Wednesday, September 30, 2020

Trust, linkage, and cooperation can resolve the Ethiopia-Egypt-Sudan GERD dispute



photo of Abiy and Buthan shaking hands
A circumscribed arbitration process might be able to break the dispute-resolution deadlock.

Introduction
While world news has been centered on COVID-19, an international dispute has been raging in northeast Africa. The spat could have a lasting impact on the African riparian nations who depend on the Nile River for water consumption, agriculture, and navigation.

The dispute revolves around Ethiopia’s 2010 decision to build the Grand Ethiopian Renaissance Dam (GERD) on the Blue Nile about 20 kilometers upstream from Sudan. The dam, an approximately $5 billion hydropower project with an installed capacity of 5,150 megawatts, will double Ethiopia’s electricity production, contain about 74 billion cubic meters of water, and provide a significant economic boost for a still struggling country.
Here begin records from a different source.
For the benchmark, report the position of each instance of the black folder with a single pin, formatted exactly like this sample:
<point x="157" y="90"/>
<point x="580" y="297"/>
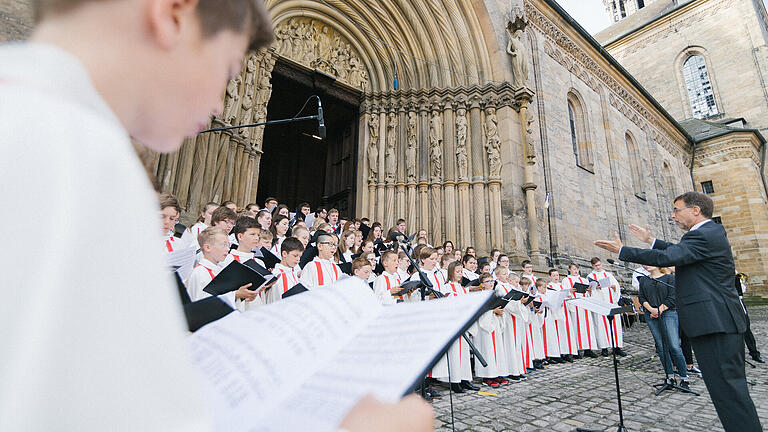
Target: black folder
<point x="408" y="287"/>
<point x="238" y="274"/>
<point x="297" y="289"/>
<point x="269" y="258"/>
<point x="346" y="268"/>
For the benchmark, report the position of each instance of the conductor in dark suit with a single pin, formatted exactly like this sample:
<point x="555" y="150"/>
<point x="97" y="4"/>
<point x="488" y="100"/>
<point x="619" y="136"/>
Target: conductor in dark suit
<point x="708" y="306"/>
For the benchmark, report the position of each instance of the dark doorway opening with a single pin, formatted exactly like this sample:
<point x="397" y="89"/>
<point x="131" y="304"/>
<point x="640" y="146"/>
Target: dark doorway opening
<point x="296" y="167"/>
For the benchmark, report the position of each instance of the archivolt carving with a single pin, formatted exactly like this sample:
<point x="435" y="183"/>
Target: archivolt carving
<point x="317" y="45"/>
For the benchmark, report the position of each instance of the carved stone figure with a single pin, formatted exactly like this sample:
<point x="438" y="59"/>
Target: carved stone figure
<point x="233" y="95"/>
<point x="320" y="47"/>
<point x="516" y="49"/>
<point x="390" y="153"/>
<point x="461" y="142"/>
<point x="410" y="151"/>
<point x="435" y="145"/>
<point x="492" y="142"/>
<point x="373" y="147"/>
<point x="530" y="142"/>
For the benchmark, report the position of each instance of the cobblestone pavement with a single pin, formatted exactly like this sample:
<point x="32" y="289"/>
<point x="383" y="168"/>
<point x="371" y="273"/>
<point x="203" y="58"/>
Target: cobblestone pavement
<point x="583" y="394"/>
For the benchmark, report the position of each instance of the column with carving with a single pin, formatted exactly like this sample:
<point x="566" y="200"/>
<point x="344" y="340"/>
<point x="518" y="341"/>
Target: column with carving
<point x="380" y="195"/>
<point x="477" y="179"/>
<point x="529" y="187"/>
<point x="462" y="173"/>
<point x="411" y="167"/>
<point x="400" y="198"/>
<point x="423" y="185"/>
<point x="390" y="168"/>
<point x="449" y="175"/>
<point x="436" y="173"/>
<point x="493" y="150"/>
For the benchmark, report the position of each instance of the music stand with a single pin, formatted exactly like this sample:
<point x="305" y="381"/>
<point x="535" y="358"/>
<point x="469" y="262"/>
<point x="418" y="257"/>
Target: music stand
<point x="610" y="311"/>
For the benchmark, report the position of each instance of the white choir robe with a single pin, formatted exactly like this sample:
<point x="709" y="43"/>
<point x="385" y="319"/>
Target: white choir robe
<point x="582" y="318"/>
<point x="551" y="342"/>
<point x="566" y="330"/>
<point x="286" y="279"/>
<point x="319" y="273"/>
<point x="602" y="323"/>
<point x="440" y="370"/>
<point x="382" y="286"/>
<point x="459" y="363"/>
<point x="514" y="333"/>
<point x="62" y="145"/>
<point x="490" y="342"/>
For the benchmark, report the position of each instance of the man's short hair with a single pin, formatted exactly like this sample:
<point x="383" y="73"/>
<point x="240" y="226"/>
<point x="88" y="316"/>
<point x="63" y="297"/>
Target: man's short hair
<point x="359" y="263"/>
<point x="208" y="235"/>
<point x="169" y="200"/>
<point x="239" y="16"/>
<point x="291" y="244"/>
<point x="244" y="223"/>
<point x="221" y="214"/>
<point x="700" y="200"/>
<point x="387" y="255"/>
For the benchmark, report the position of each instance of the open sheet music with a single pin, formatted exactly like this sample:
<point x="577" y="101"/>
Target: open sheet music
<point x="301" y="363"/>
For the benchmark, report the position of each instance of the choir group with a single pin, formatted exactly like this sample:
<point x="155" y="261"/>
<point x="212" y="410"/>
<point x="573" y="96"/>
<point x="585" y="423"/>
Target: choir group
<point x="315" y="249"/>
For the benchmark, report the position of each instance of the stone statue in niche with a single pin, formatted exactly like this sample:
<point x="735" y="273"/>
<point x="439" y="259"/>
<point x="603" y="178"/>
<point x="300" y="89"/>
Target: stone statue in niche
<point x="319" y="46"/>
<point x="410" y="151"/>
<point x="492" y="142"/>
<point x="233" y="95"/>
<point x="516" y="49"/>
<point x="461" y="142"/>
<point x="435" y="145"/>
<point x="390" y="153"/>
<point x="373" y="147"/>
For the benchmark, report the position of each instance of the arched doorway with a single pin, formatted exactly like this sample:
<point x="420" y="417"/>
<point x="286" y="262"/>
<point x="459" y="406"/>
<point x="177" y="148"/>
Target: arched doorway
<point x="295" y="166"/>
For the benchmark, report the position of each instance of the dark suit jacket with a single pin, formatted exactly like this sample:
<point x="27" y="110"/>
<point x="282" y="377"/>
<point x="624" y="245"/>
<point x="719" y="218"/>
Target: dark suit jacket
<point x="707" y="301"/>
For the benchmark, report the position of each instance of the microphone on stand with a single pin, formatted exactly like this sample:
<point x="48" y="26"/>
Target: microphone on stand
<point x="320" y="119"/>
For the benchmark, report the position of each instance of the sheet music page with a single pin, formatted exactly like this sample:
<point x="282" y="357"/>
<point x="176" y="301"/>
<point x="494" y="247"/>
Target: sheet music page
<point x="384" y="359"/>
<point x="592" y="304"/>
<point x="250" y="362"/>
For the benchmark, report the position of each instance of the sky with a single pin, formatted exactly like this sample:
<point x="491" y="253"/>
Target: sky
<point x="591" y="14"/>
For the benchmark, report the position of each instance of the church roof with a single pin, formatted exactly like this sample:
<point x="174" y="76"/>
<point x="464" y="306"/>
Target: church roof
<point x="647" y="15"/>
<point x="613" y="62"/>
<point x="703" y="130"/>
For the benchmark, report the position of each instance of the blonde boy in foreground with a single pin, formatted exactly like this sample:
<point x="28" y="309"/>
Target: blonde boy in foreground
<point x="93" y="74"/>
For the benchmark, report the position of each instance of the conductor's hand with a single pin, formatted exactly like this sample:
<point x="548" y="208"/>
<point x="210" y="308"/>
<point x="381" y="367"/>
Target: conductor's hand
<point x="245" y="294"/>
<point x="409" y="415"/>
<point x="611" y="246"/>
<point x="642" y="234"/>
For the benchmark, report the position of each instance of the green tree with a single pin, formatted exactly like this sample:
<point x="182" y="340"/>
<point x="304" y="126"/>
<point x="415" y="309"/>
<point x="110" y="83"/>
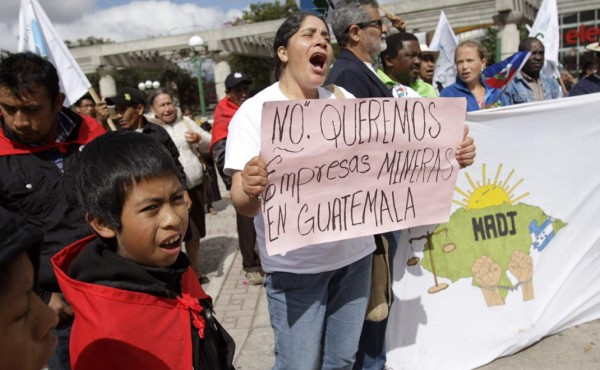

In addition to the practical benefits of the dam, it has also become a symbol of national pride and identity, with many Ethiopians having invested of their own money in purchasing bonds to fund the project.

However, the GERD, which has the capacity to hold 88 percent of the mean annual flow of the Nile River, poses a potential threat to the water security of downstream Sudan, and Egypt. It can potentially impact drinking water, household usage, agriculture, fishing, water transportation and tourism. Egypt relies on 90 percent of its water supply from the Nile and about 57 percent of that comes from the Blue Nile.

Although disputes over water rights between Nile riparians have been going on for decades, including after a 1959 agreement between Egypt and Sudan, the GERD has created a new disagreement with new issues that need to be resolved.